House Bill 2786 was filed only Friday, the deadline for bills, but the identical Senate Bill 1355 has been in the hopper for a while.  Here is the key paragraph contained in both (and the bills are only two paragraphs long.)

  • 2. Costs associated with any permit issued by the Department for the closure of a CCR surface impoundment located within the Chesapeake Bay watershed, as well as any permit issued by the Department for the purpose of capping in place, removing, or beneficially reusing any CCR from the site of any current electric generation unit as of January 1, 2018, or any former electric generation unit permanently retired or placed into cold reserve prior to January 1, 2018, shall be deemed in the public interest and recoverable in accordance with the provisions of subdivision A 5 of § 56-585.1 of the Code of Virginia. Any such costs shall be fully allocated to all customers as a non-bypassable distribution charge, irrespective of the generation supplier of any such customer.

“Shall be deemed in the public interest…” is the General Assembly once again making policy that otherwise might fall to the State Corporation Commission.  The good news is the bills do not override the Commission’s authority to determine what is reasonable and prudent.  Not yet.

“…and recoverable in accordance with the provisions of subdivision A 5 of § 56-585.1 of the Code of Virginia”  means that the utility can recover all of the costs through a rate adjustment clause (RAC), a stand-alone separate charge on everybody’s bill lasting years and years.  Dominion is in the process of establishing a new rate adjustment clause for environmental costs.

But here’s the key: “Any such costs shall be fully allocated to all customers as a non-bypassable distribution charge, irrespective of the generation supplier of any such customer.” All customers inside Dominion territory, connected to Dominion distribution lines, will pay for the coal ash removal even if they have a third-party supplier or generate most of their own power.

Does layering on this charge change the economic incentive for a large user to seek a competitive supplier? For a homeowner to seek an outside renewable energy supplier?  Maybe not.  But there are other bills pending at the Assembly creating other barriers to third-party suppliers, and the effects may be cumulative.  Stomping competition is this year’s grid mod.

Every customer will pay if this passes and becomes part of the directive to the SCC.  But if the cost is “fully allocated” to customers, does that mean none of the cost will be paid by the companies’ shareholders?   It seems to.  None of the costs will be spread more broadly through the economy by using tax money?  Is the General Assembly about to stick only customers with this bill?
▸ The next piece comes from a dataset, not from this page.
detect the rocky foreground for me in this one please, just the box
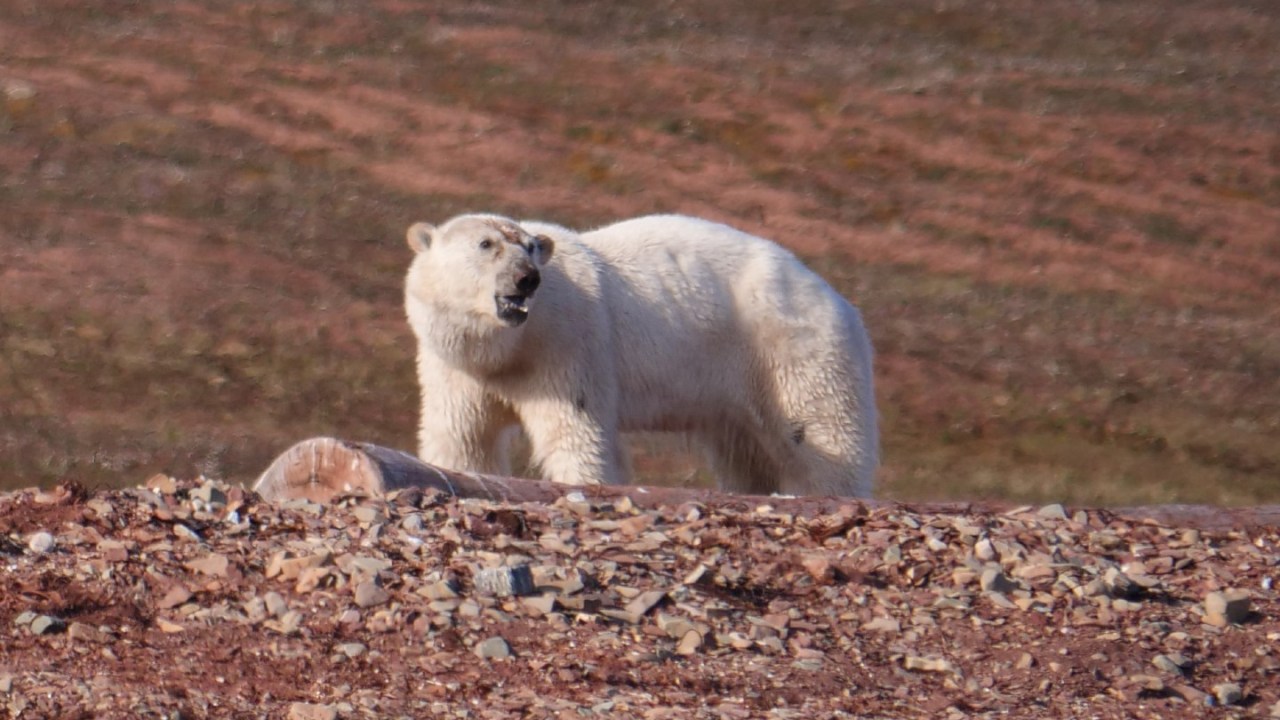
[1,479,1277,719]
Secretary of Natural Resources Matt Strickler said Monday the Governor is “agnostic” on how to pay for the coal ash disposal or recycling.  He made the comment during a meeting of legislators and renewable energy advocates, where Michael Town of the Virginia League of Conservation Voters later chimed in that its only fair that ratepayers get the full bill.

Past sessions have demonstrated that introduced bills change drastically as the legislative process moves.  Miss committee meetings at your peril.

What appears undisputed is that the steps being demanded in the Surovell and the other CCR bills go beyond what the federal Environmental Protection Agency now requires.  In yet another step away from the conservative approach of past years, Virginia may opt for regulatory requirements way beyond national standards.  The marginal cost is not a regulatory mandate,  but a political one.

The bill patrons will cheer when the ash is buried in somebody else’s district, and the financial consequences will be buried on your electric bill.  The distinction between utility ratepayer and Virginia taxpayer continues to disappear.  The General Assembly is equally willing to pile costs on Virginians both ways.